Xingyi Li^1,3, Zhiguo Cao¹, Huiqiang Sun¹, Jianming Zhang², Ke Xian^3*, Guosheng Lin³

¹Huazhong University of Science and Technology ²Adobe Research ³S-Lab, Nanyang Technological University

Paper

Abstract

We present 3D Cinemagraphy, a new technique that marries 2D image animation with 3D photography. Given a single still image as input, our goal is to generate a video that contains both visual content animation and camera motion. We empirically find that naively combining existing 2D image animation and 3D photography methods leads to obvious artifacts or inconsistent animation. Our key insight is that representing and animating the scene in 3D space offers a natural solution to this task. To this end, we first convert the input image into feature-based layered depth images using predicted depth values, followed by unprojecting them to a feature point cloud. To animate the scene, we perform motion estimation and lift the 2D motion into the 3D scene flow. Finally, to resolve the problem of hole emergence as points move forward, we propose to bidirectionally displace the point cloud as per the scene flow and synthesize novel views by separately projecting them into target image planes and blending the results.

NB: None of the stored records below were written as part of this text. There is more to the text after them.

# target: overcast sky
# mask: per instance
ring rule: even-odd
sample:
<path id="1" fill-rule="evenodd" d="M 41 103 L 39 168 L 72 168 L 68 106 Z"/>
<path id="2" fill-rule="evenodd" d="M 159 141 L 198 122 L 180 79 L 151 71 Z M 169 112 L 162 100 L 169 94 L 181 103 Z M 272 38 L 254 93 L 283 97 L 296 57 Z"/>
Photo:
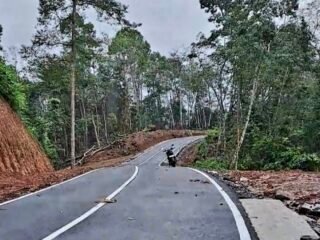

Extensive experiments demonstrate the effectiveness of our method. A user study is also conducted to validate the compelling rendering results of our method.

Method

Given a single still image as input, we first predict a dense depth map. To represent the scene in 3D space, we separate the input image into several layers according to depth discontinuities and apply context-aware inpainting, yielding layered depth images (LDIs). We then use a 2D feature extractor to encode 2D feature maps for each inpainted LDI color layer, resulting in feature LDIs. Subsequently, we lift feature LDIs into 3D space using corresponding depth values to obtain a feature point cloud. To animate the scene, we estimate a 2D motion field from the input image and apply Euler integration to generate forward and backward displacement fields. We then augment displacement fields with estimated depth values to obtain 3D scene flow fields. Next, we bidirectionally displace the feature point cloud as per the scene flow and separately project them into target image planes to obtain feature maps. Finally, we blend them together and pass the result through our image decoder to synthesize a novel view at time t.